Running from Old Steel Bridge in Columbia Falls to the mouth of Flathead Lake, the studied branch of the Flathead River has already had a dynamic history, she noted.
Aerial photos and maps from as early as 1958 showed how the river has naturally migrated; in some places, the banks moved an average of more than 400 feet in 100 years, Boyd said.
Migration has its benefits, she noted. When river channels move, they open up new sandbars, which are colonized by new plant life and help maintain the ecology. Also, shifting banks add minerals to the riverbeds, creating fertile habitat for fish species.
“When rivers move around, it gets messy and that creates complexity,” Boyd said.
Problems also arise when rivers shift course. The most notable is the threat to property investments. It can also create a headache for bridge engineers if the river decides to start undermining the bridge abutments.
In the Flathead River study, Boyd said they observed several erosion mechanisms, including severe scalloping of the bank, undercutting and saturated bank collapse.
When it comes to future river migration, Boyd said the maps outline future potential flood areas, but most would only occur under severe flooding circumstances.
One likely application for the maps would be to give landowners an idea where future problem areas might occur and how they could protect the banks from collapse.
Other possibilities could be using the maps for land sales, maintaining riparian areas and even helping farmers decide where to put their irrigation pivots.
In the future, there is also the possibility of setting ultimate boundaries for the river , which would show where to protect structures away from the current bank while letting the channel move around within the borders.

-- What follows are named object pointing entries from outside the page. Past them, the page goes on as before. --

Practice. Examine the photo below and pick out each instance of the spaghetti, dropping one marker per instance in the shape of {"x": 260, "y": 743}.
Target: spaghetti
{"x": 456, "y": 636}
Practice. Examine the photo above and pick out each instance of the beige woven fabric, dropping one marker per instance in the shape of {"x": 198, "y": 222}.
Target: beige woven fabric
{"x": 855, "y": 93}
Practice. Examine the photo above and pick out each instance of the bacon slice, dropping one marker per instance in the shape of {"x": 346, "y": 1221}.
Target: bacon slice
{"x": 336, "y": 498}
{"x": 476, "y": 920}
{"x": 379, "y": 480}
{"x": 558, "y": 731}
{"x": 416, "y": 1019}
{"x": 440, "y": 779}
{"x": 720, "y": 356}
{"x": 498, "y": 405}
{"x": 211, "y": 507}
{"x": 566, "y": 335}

Already, there is seed money available for a voluntary river migration easement program, which would compensate landowners for allowing the river to take its natural course, Boyd said. Landowners would be able to use their land until the river hits a predetermined boundary, then they could armor it as they see fit.
The new maps are helpful because they provide landowners and government officials with a reminder to consider river movement in their future plans.
“Showing this stuff graphically to people, it’s very compelling,” Boyd said. “It’s a nice picture of the history of that place.”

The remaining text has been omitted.